Liechtenstein has introduced and applies criminal law measures in the form of non-conviction based confiscation and addresses failure to report suspicious transactions by a person subject to the DDA, where, for justifiable reasons, a ML conviction cannot be secured. However, the sanctions imposed are not sufficiently dissuasive and proportionate. Confiscation of the proceeds of crime is pursued as a policy objective in Liechtenstein and confirmed through a comprehensive legal framework. The outcome of the authorities’ actions, both in terms of assets seized and assets confiscated, is generally in line with the country’s risk profile.
The lack of TF prosecutions in Liechtenstein is in line with the country’s risk profile. Although there was only one prosecution in this respect but this confirmed the competent authorities’ skills and knowledge on how to detect the collection, movement, and use of funds for TF purposes. The initiatives taken in the area of CFT demonstrate a sufficient level of commitment, even in the absence of a specific counter-terrorism strategy.
The non-profit organisations (NPOs) that the experts met “on the spot” showed a good awareness of the risks they face. This was not the case for NPOs operating as associations, as the one organisation the experts met on site was not aware of its obligations in relation to CFT measures and how associations can be misused for TF.
The understanding of ML/TF risks and liabilities in the private sector is now generally good. Banks and large trust and company service providers (TCSPs) have the best understanding of the risks associated with private banking and wealth management and have put in place sophisticated measures to mitigate them. In general, risk mitigation measures are now effectively applied and proportionate to the existing risks, although, until recently, less attention was paid to the identification and confirmation of source of wealth and source of funds and the possible illicit use of “shell” companies.
The authorities are well aware of the risk that legal persons (and legal arrangements) can be used to launder the proceeds of crime. However, they generally have a less detailed and documented knowledge of TF. A number of effective measures are in place to prevent misuse, including the obligation for legal entities (around 80% of legal entities), which are predominantly non-trading and wealth management structures, to appoint a “qualified member” (TCSP) to the governing body. Timely access to basic and BO information on legal entities and legal structures did not cause any difficulties. The basic information held by these sources is generally accurate and up to date. However, there is no evidence that this is the case for BO information.
Compliance with reporting obligations was limited, and fewer tax offences were reported than expected. Many persons subject to the DDA never filed SAR/STRs, e.g. some TCSPs and asset managers and some banks and TCSPs were reported to the Office of the Public Prosecutor for failure to report.

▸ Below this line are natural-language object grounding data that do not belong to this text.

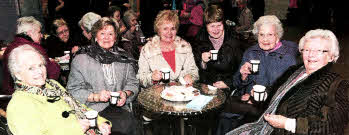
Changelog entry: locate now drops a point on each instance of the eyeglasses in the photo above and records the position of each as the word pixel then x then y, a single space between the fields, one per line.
pixel 62 32
pixel 266 35
pixel 317 52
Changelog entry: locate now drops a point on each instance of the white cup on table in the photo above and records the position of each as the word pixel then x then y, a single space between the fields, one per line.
pixel 92 117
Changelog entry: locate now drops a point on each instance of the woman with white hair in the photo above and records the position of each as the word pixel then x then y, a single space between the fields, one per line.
pixel 42 106
pixel 133 32
pixel 28 32
pixel 313 100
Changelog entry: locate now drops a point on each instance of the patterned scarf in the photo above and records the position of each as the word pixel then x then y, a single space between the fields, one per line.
pixel 262 127
pixel 55 94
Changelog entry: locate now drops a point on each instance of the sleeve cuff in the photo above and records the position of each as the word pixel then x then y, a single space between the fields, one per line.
pixel 290 125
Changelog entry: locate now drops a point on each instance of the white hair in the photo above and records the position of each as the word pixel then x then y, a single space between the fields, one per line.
pixel 13 65
pixel 88 20
pixel 268 19
pixel 24 24
pixel 323 34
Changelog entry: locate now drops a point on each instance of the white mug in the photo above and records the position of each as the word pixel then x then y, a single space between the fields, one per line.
pixel 214 55
pixel 165 74
pixel 259 93
pixel 91 116
pixel 255 65
pixel 114 97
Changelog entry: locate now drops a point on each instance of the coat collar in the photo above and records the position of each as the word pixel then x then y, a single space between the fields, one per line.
pixel 153 47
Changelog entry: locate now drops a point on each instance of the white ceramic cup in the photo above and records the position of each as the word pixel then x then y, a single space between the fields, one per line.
pixel 114 97
pixel 165 73
pixel 142 39
pixel 259 93
pixel 214 55
pixel 255 65
pixel 92 116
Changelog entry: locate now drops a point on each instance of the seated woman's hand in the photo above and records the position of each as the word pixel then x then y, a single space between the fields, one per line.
pixel 122 99
pixel 104 128
pixel 188 79
pixel 245 70
pixel 85 124
pixel 220 85
pixel 246 97
pixel 206 56
pixel 156 75
pixel 277 121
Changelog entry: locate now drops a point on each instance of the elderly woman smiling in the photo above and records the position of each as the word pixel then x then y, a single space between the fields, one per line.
pixel 314 99
pixel 37 106
pixel 166 50
pixel 102 68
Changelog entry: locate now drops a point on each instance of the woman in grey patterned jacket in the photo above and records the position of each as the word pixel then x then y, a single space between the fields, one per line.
pixel 102 68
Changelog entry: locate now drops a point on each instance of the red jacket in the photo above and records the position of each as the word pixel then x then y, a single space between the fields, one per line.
pixel 53 69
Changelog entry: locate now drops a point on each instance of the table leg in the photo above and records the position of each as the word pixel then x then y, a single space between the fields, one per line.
pixel 182 126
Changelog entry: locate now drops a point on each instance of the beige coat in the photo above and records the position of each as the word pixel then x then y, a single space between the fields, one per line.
pixel 151 59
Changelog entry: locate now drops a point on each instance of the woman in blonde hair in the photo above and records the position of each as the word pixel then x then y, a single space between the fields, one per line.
pixel 166 50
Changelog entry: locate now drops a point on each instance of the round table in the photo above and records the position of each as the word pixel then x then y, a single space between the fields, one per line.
pixel 151 100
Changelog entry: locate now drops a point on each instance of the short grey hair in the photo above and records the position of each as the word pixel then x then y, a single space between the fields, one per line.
pixel 128 15
pixel 13 65
pixel 323 34
pixel 268 19
pixel 88 20
pixel 24 24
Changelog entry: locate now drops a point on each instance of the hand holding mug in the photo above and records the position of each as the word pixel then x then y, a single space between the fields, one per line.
pixel 85 124
pixel 277 121
pixel 104 96
pixel 156 75
pixel 122 99
pixel 245 70
pixel 220 84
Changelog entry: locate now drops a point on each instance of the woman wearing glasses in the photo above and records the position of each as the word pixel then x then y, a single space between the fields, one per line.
pixel 313 100
pixel 275 57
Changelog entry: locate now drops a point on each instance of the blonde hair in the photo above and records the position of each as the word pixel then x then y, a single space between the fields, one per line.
pixel 323 34
pixel 88 20
pixel 268 19
pixel 213 13
pixel 166 15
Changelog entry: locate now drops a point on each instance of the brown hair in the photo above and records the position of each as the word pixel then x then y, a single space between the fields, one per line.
pixel 100 24
pixel 166 15
pixel 56 24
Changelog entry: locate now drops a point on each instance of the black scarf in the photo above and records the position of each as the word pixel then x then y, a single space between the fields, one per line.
pixel 106 56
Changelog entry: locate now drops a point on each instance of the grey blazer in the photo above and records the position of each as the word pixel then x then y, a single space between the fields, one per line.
pixel 86 77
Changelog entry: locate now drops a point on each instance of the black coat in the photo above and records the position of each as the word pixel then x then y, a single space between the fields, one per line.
pixel 229 58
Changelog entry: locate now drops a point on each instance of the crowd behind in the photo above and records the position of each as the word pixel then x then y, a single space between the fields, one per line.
pixel 57 76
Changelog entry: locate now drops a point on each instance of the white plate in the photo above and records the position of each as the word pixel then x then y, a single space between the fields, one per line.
pixel 179 93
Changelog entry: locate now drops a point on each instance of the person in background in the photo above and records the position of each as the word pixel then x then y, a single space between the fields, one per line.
pixel 86 24
pixel 115 13
pixel 133 32
pixel 28 32
pixel 43 100
pixel 314 99
pixel 166 50
pixel 102 68
pixel 217 37
pixel 275 56
pixel 245 20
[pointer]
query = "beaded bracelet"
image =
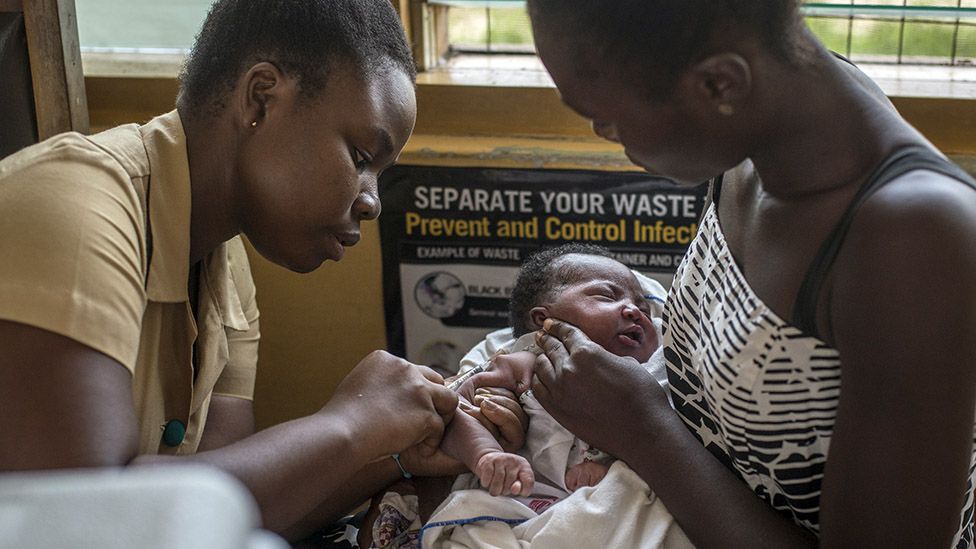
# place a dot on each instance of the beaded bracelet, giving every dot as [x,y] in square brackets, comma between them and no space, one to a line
[396,458]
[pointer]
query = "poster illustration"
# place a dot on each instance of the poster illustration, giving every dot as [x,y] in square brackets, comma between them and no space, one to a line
[453,238]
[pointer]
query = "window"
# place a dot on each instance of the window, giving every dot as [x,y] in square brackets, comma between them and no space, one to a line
[911,32]
[139,25]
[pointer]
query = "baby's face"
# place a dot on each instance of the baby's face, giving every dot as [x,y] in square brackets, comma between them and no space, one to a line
[607,303]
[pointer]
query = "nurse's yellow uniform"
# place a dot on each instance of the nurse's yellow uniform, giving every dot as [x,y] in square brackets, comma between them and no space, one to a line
[75,260]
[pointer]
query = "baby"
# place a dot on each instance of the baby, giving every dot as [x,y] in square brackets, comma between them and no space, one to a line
[578,283]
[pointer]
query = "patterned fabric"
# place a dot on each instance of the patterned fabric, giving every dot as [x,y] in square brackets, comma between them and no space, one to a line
[757,392]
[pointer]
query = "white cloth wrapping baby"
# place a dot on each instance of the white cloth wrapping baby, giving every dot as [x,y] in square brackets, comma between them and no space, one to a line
[620,511]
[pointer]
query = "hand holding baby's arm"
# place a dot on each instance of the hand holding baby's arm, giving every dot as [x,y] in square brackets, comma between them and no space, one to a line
[503,473]
[511,371]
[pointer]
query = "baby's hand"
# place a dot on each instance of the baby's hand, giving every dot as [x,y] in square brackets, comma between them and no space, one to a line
[505,474]
[588,473]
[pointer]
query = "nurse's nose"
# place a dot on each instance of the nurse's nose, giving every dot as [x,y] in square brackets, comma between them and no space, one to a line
[605,130]
[367,205]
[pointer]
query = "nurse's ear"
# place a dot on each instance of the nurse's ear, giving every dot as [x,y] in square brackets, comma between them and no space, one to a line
[538,315]
[264,89]
[720,83]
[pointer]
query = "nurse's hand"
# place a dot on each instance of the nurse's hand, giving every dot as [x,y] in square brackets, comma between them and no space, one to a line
[602,398]
[390,405]
[500,412]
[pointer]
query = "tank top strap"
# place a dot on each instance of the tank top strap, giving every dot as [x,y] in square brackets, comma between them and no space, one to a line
[904,160]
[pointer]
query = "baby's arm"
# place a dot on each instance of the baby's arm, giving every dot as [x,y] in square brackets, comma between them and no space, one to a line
[500,472]
[512,371]
[587,473]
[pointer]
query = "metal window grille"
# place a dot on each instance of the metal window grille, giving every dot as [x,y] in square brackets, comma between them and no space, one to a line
[912,32]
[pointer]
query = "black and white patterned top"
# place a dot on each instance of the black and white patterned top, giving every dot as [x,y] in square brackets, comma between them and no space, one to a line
[760,394]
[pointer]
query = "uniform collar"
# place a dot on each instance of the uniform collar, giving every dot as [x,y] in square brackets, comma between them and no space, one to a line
[169,208]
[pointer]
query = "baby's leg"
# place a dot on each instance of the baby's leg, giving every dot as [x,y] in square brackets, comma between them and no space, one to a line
[503,474]
[588,473]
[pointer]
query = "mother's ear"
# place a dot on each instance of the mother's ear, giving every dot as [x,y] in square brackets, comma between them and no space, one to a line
[722,82]
[538,315]
[262,90]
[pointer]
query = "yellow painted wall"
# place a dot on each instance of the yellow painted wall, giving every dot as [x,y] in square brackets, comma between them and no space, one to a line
[316,327]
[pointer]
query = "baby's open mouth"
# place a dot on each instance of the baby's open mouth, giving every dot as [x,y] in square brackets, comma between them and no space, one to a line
[635,333]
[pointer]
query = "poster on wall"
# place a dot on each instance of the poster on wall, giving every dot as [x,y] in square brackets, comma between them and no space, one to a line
[452,241]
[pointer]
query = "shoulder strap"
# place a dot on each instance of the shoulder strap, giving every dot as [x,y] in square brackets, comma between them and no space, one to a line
[148,225]
[904,160]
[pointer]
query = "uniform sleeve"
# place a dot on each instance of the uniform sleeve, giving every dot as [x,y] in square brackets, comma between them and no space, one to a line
[237,378]
[72,252]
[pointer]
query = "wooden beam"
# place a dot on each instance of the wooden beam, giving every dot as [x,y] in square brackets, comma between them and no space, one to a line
[11,6]
[55,57]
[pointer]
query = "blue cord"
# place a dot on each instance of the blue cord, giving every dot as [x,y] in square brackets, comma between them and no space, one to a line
[396,458]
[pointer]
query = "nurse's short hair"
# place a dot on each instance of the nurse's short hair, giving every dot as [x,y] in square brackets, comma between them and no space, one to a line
[655,40]
[305,39]
[540,278]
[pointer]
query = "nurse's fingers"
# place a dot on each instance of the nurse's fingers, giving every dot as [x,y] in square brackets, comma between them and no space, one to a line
[444,400]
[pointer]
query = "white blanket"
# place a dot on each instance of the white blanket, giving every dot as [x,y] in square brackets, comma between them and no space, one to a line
[620,511]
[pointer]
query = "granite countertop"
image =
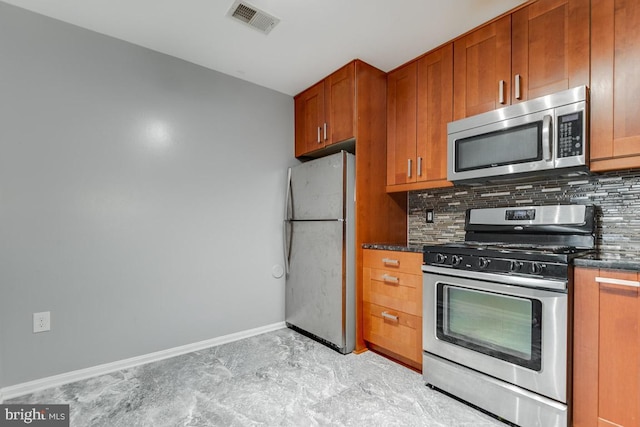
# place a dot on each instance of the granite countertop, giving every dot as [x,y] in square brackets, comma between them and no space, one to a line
[393,247]
[611,260]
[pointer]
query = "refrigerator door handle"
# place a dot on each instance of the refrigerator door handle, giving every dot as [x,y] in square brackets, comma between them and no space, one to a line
[286,234]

International cooperation is an important part of Liechtenstein’s AML/CFT scheme, given that the predicate offences for ML are predominantly committed abroad. Certain issues relating to the double criminality requirements for tax evasion and the obligation to hear the eligible party before providing evidence to a foreign jurisdiction may have an impact on effective cooperation. In recent years, however, a number of measures have minimised the risks posed by these legal provisions.